SEATTLE, Washington. July 19, 2020 (Zillow) — Home sellers this spring/early summer are holding firm on their original list prices at the highest rate in years, only rarely updating their listing on Zillow with a lower price. In the week ending June 27, the original price had been cut at least once on a mere 4.1% of listings, compared to 5.6% in the comparable week of 2019 and 5.2% in the same week during the generally strong market of early summer 2018.
The data strongly suggest that sellers understand how little competition they truly face in the current environment: Active listings remain near record lows nationwide. Buyers may not like or agree with the asking price on homes they like, but realistically they may not have many other options but to accept it.
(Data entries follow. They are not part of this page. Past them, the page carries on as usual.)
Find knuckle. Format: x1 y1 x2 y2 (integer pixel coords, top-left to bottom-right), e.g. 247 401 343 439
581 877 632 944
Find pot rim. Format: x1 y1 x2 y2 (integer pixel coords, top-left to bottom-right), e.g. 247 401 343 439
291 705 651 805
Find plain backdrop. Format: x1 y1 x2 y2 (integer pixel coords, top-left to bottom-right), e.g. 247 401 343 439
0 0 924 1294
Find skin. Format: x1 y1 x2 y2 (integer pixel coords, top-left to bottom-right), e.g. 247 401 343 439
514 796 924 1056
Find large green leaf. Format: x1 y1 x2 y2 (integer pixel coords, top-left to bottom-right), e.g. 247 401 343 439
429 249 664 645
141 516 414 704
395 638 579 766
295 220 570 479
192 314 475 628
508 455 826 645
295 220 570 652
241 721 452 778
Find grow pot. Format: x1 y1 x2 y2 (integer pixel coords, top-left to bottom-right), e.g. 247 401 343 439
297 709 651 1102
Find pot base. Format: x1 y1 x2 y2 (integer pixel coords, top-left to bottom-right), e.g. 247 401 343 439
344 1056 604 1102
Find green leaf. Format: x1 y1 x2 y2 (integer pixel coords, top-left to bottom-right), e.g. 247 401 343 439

From January through mid-March, the share of listed homes with price cuts was already a little lower year-over-year — a testament to the strength of the pre-pandemic housing market and sellers’ generally strong negotiating position. Even so, the gap was modest: Down from 4.3% to 4.0% in the comparable weeks ending March 14 in 2019 and 2020, respectively.
The onset of the coronavirus pandemic subsequently upended the normal seasonal pattern of price cuts, which typically rise in frequency between February and October over the course of the traditional home selling season. The share with a price cut fell every week until April 25, bottoming out at a rock-bottom 2.9%, far below the 4.8% share from the comparable week in 2019 and the 4.2% recorded in 2018.
This barometer of pressure on sellers has risen somewhat since, but seems to be leveling off at slightly more than 4%. Every one of the nation’s 35 largest metro areas currently has a smaller share of listings this year that have had a price cut compared to the same period last year. Among large U.S. metropolitan areas, New York (2.8%), Miami (3.3%) and Riverside (3.8%) have the lowest share of listings with a price cut — with New York’s level lower even than typical seasonal lows in December.
At the other extreme, those shopping in Denver (9.1%), Indianapolis (7.4%), and Chicago (6.9%) will see the largest share of listings with price cuts. The biggest year-over-year declines in price cut frequency occurred in Portland (-3.3%), Las Vegas (-3.2%), and San Diego (-3%).
Expectations Vs. Reality
The most-recent listing price data run somewhat counter to prevailing views on the buyer/seller dynamic expressed in the early days of the coronavirus outbreak, when buyers and sellers alike said they thought buyers had the upper hand in the market. A majority (59%) of current/prospective home sellers that responded to a Zillow survey fielded from April 10-April 27 said the current market was slightly, somewhat or much better for buyers.
Similarly, a majority of current/prospective buyers (53%) surveyed over the same period said buyers had an advantage over sellers. Even so, additional data from the surveys may point to a cause for the ultimate trend of sellers retaining their pricing power. In mid-late April, similar majorities of buyers and sellers (55% of each group) said it was a bad time to sell a home, according to the Zillow survey — and clearly, given currently record-low inventory levels, many would-be sellers fulfilled their own prophecies and decided not to list.
But the fact that many sellers chose not to list has seemingly only strengthened the hand of those sellers that did — relatively high demand from buyers, coupled with incredibly limited supply, helped put a floor under prices throughout the spring. Fast-forward to today, and despite working around ever-evolving reopening plans that limit traditional home showings, sellers’ hesitation to cut prices appears to be paying off: Sellers are now getting satisfactory offers faster than last year.
And as the housing market continues to show its resilience, the sentiment expressed in the early days of the pandemic appears to be reversing: Fannie Mae’s National Housing Survey showed a huge rebound from May to June in the share of people saying it’s a good time to sell, from a net (“% good” minus “% bad”) of -30 in May to only -7 in June.
The share of listings with a price cut in any given week is computed by tallying up all the active listings for which the list price is lower on the last day of the week than on the first day of the week, and then dividing by the number of listings active at any point in the week.